Fig. 3. Mosaic made from the garbage collected overlaid on section of a historical postcard.
Fig. 4. Close up of a section of the mosaic image.
Fig. 5. Panoramas showing the locations where the mosaic image was exhibited in the Summer of 2019: Forest Park Public Library, Village Hall, Brown Cow, Creativita, Schauer’s Hardware, Yearbook, Twisted Cookie, Exit Strategy, Everett Wealth Solutions and Small Batch Barbecue.
Fig 6. Panorama of the bonus exhibit location where the mosaic was exhibited in early fall of 2019: Todd and Holland.

Conclusion

The hypothesis of the Science, Art and Trash project is that agency in data collection and classification affects not only personal but collective behavior. Computer graphics are the broader media that scales data to the human experience, showing us what surrounds us in the Universe as in the Galaxy Zoo project, and what surrounds us in our cities as when using the Litterati mobile app. Agency is exerted in both the classification and data collection processes and it is then up to anybody to determine where the data showcasing agency can be included. By presenting the data in unconventional venues like the mini traveling exhibit described here, said agency may then reveal that changes in personal behaviors can help modify the data when it allows us to see our collective consequences in shared spaces of agency.

References

Jordan, C. (2012). Running the numbers. In Alternative forms of knowing (in) mathematics (pp. 247–259). SensePublishers, Rotterdam.

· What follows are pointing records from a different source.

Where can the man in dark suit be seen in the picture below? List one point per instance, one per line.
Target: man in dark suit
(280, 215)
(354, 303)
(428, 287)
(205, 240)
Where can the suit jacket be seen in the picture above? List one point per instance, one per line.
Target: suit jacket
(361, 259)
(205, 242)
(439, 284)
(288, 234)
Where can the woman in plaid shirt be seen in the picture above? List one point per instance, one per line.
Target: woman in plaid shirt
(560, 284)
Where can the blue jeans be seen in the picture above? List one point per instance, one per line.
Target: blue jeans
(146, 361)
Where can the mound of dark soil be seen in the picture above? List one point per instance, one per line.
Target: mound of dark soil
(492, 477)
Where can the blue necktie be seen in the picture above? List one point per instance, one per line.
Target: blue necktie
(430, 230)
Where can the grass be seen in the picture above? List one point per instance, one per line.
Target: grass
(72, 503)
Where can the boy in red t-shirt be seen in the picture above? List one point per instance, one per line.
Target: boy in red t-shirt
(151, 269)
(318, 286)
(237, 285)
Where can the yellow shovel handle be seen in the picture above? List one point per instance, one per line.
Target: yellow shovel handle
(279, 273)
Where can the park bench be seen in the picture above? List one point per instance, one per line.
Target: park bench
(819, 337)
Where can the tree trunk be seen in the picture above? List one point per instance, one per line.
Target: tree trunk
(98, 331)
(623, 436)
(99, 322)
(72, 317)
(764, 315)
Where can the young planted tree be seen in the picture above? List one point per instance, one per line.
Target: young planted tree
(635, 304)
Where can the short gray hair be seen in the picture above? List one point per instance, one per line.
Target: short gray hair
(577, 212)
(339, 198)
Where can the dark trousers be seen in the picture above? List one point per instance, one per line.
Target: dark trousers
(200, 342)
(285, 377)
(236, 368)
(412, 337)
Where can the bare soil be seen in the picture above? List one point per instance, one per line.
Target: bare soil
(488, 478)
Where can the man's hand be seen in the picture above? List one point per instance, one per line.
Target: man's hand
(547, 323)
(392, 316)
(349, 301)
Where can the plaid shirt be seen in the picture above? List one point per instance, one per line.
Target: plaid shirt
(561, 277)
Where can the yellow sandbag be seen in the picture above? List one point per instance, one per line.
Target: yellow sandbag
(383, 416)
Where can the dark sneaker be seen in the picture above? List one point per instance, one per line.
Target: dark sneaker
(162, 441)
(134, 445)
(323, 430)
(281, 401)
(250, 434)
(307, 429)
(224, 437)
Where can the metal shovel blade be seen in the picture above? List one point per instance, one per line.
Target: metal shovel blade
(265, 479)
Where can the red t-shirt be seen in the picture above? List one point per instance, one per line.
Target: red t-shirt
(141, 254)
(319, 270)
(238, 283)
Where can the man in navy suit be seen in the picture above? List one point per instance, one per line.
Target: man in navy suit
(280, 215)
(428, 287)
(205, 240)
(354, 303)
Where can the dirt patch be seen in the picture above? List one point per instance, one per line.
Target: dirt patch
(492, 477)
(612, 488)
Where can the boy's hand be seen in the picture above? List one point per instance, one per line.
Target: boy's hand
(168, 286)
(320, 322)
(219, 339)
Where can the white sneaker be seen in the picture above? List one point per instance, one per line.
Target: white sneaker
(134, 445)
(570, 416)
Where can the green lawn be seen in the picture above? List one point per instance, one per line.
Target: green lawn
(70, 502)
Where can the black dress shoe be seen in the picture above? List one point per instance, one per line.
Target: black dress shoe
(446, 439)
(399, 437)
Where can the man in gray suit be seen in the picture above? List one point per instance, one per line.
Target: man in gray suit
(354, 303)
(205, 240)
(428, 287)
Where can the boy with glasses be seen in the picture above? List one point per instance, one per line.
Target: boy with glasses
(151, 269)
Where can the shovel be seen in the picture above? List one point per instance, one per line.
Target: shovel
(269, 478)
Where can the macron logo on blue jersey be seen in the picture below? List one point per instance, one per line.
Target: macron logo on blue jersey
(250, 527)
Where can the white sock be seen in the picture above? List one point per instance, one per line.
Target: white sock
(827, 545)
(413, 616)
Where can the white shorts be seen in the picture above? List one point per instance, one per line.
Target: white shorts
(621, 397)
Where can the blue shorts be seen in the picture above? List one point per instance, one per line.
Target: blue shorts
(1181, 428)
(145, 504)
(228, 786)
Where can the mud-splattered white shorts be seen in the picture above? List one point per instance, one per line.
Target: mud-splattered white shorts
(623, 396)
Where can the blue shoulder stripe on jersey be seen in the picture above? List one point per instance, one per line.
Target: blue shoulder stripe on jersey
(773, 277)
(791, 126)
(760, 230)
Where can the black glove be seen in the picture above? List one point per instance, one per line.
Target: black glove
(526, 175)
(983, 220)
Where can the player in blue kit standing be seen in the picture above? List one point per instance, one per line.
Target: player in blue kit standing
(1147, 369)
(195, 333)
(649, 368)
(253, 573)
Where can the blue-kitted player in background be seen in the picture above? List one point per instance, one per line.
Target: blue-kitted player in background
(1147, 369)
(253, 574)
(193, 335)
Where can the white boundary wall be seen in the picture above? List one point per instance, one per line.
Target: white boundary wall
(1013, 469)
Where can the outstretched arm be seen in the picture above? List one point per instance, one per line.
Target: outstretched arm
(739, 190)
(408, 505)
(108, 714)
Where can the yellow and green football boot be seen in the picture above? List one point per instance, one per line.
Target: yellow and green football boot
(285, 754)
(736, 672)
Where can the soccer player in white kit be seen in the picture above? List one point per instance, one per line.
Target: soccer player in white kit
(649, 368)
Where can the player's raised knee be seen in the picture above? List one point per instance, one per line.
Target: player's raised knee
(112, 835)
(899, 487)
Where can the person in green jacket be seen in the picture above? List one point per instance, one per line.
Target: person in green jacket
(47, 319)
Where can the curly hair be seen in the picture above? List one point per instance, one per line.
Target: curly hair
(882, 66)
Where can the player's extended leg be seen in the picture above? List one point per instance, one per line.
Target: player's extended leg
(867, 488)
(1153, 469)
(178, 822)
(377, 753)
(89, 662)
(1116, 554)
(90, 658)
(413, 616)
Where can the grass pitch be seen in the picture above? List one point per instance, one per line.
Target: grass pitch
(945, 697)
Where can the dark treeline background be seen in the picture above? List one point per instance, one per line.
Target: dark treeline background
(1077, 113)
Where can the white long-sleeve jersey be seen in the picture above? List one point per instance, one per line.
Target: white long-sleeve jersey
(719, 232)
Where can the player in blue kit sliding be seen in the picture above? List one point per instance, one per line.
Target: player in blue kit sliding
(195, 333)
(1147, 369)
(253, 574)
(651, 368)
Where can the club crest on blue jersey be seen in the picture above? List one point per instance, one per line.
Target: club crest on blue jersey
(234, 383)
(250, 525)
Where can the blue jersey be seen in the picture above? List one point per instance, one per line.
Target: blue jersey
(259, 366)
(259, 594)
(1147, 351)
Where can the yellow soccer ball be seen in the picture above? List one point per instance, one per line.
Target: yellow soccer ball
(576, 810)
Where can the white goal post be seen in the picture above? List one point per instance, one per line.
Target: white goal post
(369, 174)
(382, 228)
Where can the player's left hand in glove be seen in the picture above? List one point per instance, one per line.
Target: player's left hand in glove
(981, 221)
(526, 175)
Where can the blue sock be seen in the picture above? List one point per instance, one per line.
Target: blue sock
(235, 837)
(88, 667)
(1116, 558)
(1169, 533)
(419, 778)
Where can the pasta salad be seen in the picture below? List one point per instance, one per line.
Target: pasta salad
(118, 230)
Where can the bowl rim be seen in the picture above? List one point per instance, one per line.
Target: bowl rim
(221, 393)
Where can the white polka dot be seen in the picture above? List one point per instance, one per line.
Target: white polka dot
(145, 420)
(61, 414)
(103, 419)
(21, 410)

Lintott, C. J., Schawinski, K., Slosar, A., Land, K., Bamford, S., Thomas, D., … & Murray, P. (2008). Galaxy Zoo: morphologies derived from visual inspection of galaxies from the Sloan Digital Sky Survey. Monthly Notices of the Royal Astronomical Society, 389(3), 1179–1189.

Litterati https://www.litterati.org

Rogers, H. (2006). Gone tomorrow: The hidden life of garbage. The New Press.

Science, Art and Trash https://www.facebook.com/sciartrash

Typhina, E. (2015, November). Designing eco-apps to engage adult learners. In 2015 International Conference on Interactive Mobile Communication Technologies and Learning (IMCL) (pp. 83–87). IEEE.